Of note, starting today, SIFF brings the festival to the Kirkland Performance Center for a week, celebrating with a gala presentation of Good Ol’ Boy (8 PM). The movie, about a 10-year-old boy in ’70s suburban America navigating mainstream pop-culture obsession and a father who insists on pushing his Indian heritage on him. The previews looked cute and director Frank Lotito, actor/producer Anjul Nigam, actors Roni Akurati and Samrat Chakrabarti, producer Steve Straka, and cinematographer Thomas Scott Stanton are all scheduled to attend. (Those not wanting to face traffic will miss the party, but can catch the film when it screens on June 5, 2015 at SIFF Cinema Uptown, 8:30 PM)
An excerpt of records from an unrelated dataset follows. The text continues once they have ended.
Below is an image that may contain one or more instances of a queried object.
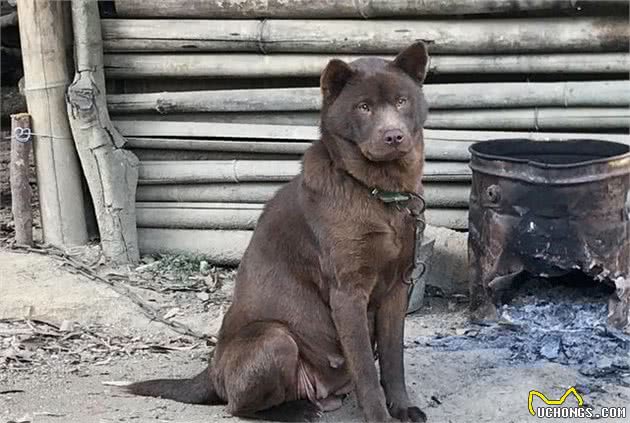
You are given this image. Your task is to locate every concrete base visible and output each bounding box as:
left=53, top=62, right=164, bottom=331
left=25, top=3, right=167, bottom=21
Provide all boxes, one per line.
left=423, top=224, right=469, bottom=296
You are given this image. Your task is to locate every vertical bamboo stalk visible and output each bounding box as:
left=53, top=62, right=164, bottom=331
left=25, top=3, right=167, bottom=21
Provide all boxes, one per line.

Wednesday June 3 brings the world premiere of Marco Collins documentary The Glamour & The Squalor to the Egyptian (7:00 PM). The inaugural music director at 107.7 The End, Collins was so hugely influential in breaking alternative acts that he’s in the Rock and Roll Hall of Fame. Like any good look behind the music, the film’s blurb promises ” unflinching documentary about media fame and addiction, which tracks his rise, fall, and resurrection”. Director Marq Evans, local producers, and Collins himself will be at the screening (given that the screening is on standby, one assumes that the crowd will be stocked with all kinds of local music royalty, from the grunge era and beyond, too). After the Q&A, head over to a party hosted by Adra Boo at Neumos with performances by Sir Mix-A-Lot, Cataldo, Hobosexual, Ayron Jones, and Ruler ($15, tickets still available). Tickets for the second showing (June 5, the Harvard Exit, 4:15PM) are still available.
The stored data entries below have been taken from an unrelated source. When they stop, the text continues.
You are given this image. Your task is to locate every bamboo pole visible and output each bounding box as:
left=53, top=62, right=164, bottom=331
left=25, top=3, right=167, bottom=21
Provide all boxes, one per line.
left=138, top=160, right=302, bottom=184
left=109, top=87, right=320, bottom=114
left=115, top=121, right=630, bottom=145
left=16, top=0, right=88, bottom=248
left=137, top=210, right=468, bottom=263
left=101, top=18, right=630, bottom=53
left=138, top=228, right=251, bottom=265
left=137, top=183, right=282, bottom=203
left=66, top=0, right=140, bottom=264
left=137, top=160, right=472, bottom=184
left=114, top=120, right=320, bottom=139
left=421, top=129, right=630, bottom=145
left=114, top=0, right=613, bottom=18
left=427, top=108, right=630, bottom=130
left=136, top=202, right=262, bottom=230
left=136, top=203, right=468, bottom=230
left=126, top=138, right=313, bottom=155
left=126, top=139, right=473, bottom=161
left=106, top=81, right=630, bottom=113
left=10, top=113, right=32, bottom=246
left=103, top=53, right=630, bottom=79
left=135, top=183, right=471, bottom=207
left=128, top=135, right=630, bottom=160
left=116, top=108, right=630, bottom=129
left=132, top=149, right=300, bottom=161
Finally, Thursday June 4 brings SIFF’s annual “Gay-La”. This year’s glam event includes a screening of Programmer-beloved Tangerine (7:00 PM, the Egyptian) — about “scrappy transgender prostitute besties Sin-Dee and Alexandra on a wild night in L.A”) — followed by a party at Baltic Room with music by Sugar Beat DJ. (Additional screening June 7, 2015 Harvard Exit 6:15 PM)
Aside from all of the parties, this week also includes a ton of great movies, a few of our selections to get you started:
Tony’s Picks:
Beach Town Seattle-based writer/director Erik Hammen mines young romance and humor from DIY indie-band dynamics in an unnamed beach town (played with credibility by Ballard and Georgetown).
- June 2, 2015 SIFF Cinema Uptown 6:30 PM
- June 4, 2015 SIFF Cinema Uptown 4:00 PM
Don’t Think I’ve Forgotten: Cambodia’s Lost Rock and Roll I’m a complete and utter sap for music docs that unearth previously unheard music, and this one–covering Cambodia’s music scene of the 1960s and ’70s, and its near-total destruction by the monstrous Khmer Rouge regime–sounds utterly unmissable.
- June 2, 2015 SIFF Cinema Uptown 9:15 PM
- June 3, 2015 SIFF Cinema Uptown 3:00 PM
Saved from the Flames: A Trip to the Moon and Other Trips Through Time and Space Documentarian Serge Bromberg presents a slew of vintage short films rescued from nitrate disintegration, including a restored print of Georges Melies’ 1902 trailblazer A Trip to the Moon and several other curios seeing the light of day for the first time in decades.
- June 2, 2015 SIFF Cinema Uptown 7:00 PM
Cave of the Spider Women/Cave of the Silken Web SIFF 2015 once again strikes with intriguing archival gems–first, a 1927 silent version of a classic Chinese folktale accompanied by composer Donald Sosin, followed by a wild and colorful 1967 reinterpretation of said folktale from Hong Kong’s prolific Shaw Brothers.
- June 3, 2015 SIFF Cinema Uptown 6:30 PM
Chris’ Picks:
3 1/2 Minutes, 10 Bullets This documentary focuses on the 2012 Florida case where sociopathic monster Michael Dunn shot into a car of four African American teenagers because he thought they were playing their (rap/hip hop) music too loud. This looks like an important film that explores crime/justice and race in America in today’s age. The father of murdered teenager Jordan Davis is scheduled to attend both screenings.
- June 2, 2015 Egyptian 7:00 PM
- June 3, 2015 Kirkland Performance Center 6:00 PM
Next Time I’ll Aim for the Heart Ahh yes, a French film that is set in the late 1970s about a serial killer who murders female hitchhikers. It’s based on the case of Alain Lamare, a police officer assigned to investigate the murders he was committing.
- June 2, 2015 Egyptian 9:45 PM
- June 3, 2015 Kirkland Performance Center 8:30 PM
Josh’s Picks:
Güeros A mother sends her unruly teenager to live with his college-age brother in Mexico City right in the middle of a months-long student strike. Among other things, a search for an idolized rock star ensues, shot in a black and white style simultaneously evocative of 1968 protests and the French new wave.
- June 1, 2015 Harvard Exit 9:00 PM
Virgin Mountain (Fusi) After a dalliance with English language cinema (2008’s The Good Heart), Dagur Kári is back to his Danish/Icelandic film roots (Noi the Albino and Dark Horse — one of my own still enduring SIFF favorites). The title refers to the role created especially for Icelandic sketch comedian Gunnar Jónsson: an overweight recluse whose mother forces him out of the home that they still share so that at least she can get an evening alone for some special adult alone time with her new boyfriend. The occasion for getting him out of the house is dance lessons, so just maybe everyone wins?